The so-called weekend effect is "very much a reality" for NHS patients suffering from two common heart problems, an expert has said.

There has been much debate over the phenomenon, which suggests the mortality rate for patients admitted to hospital at weekends is higher than those admitted Monday to Friday.

Two new studies examining patients with two heart conditions in the north of England have lent support to the hypothesis.

But researchers called for further study into the effect on different conditions after the results, published at the British Cardiovascular Society (BCS) Conference, showed varied findings.

The first study examined 42,687 patients with atrial fibrillation, one of the most common forms of abnormal heart rhythm.

NHS patients admitted outside normal working hours were found to have a 10% increased risk of dying in the five years after they were admitted than those admitted during normal hours.

In a separate study, researchers looked at 31,760 heart failure patients discharged from hospitals in the north of England at weekends, and found a 32% increased chance of dying in the following five years compared with those sent home during regular weekday hours.

Dr Rahul Potluri, of Aston University's Medical School, said: "This study shows that the weekend effect is very much a reality for those suffering two of the most prevalent heart conditions in the UK. These patients are, quite simply, more likely to die if admitted or discharged outside regular hours, and that trend is particularly noticeable at the weekend."
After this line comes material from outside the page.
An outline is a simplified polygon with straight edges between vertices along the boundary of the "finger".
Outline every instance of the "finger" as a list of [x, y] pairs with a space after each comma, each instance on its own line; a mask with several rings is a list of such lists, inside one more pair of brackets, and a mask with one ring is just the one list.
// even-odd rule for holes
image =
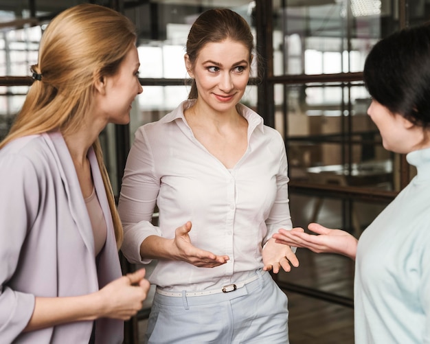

Dr Paul Carter, presenting author at the BCS Conference, said: "We took steps during this study to ensure that the comparison between the two groups was as fair as possible.

"It is interesting that both being admitted or discharged from hospital on the weekend confers an increased risk, and one which is sustained in the long term. We cannot comment on the underlying reasons for this from our study but it suggests that the level of support provided at weekends, from all teams involved in healthcare - in the hospital and in the community - should be addressed."

Dr Potluri said: "What this research shows is that the weekend effect is not a universal phenomenon. Across the two conditions we studied, its impact was varied, suggesting it can't be tackled effectively by blanket improvements to care.

"Further research is urgently needed to assess what the implications of the weekend effect are for individual conditions, before any costly changes to services are implemented."

A Department of Health spokeswoman said: "This is further clear evidence of unacceptable variation in care across the week, which this Government is determined to tackle. To create the safer seven-day NHS that we promised the country, we must tackle a variety of factors including weekend staffing levels and access to diagnostics."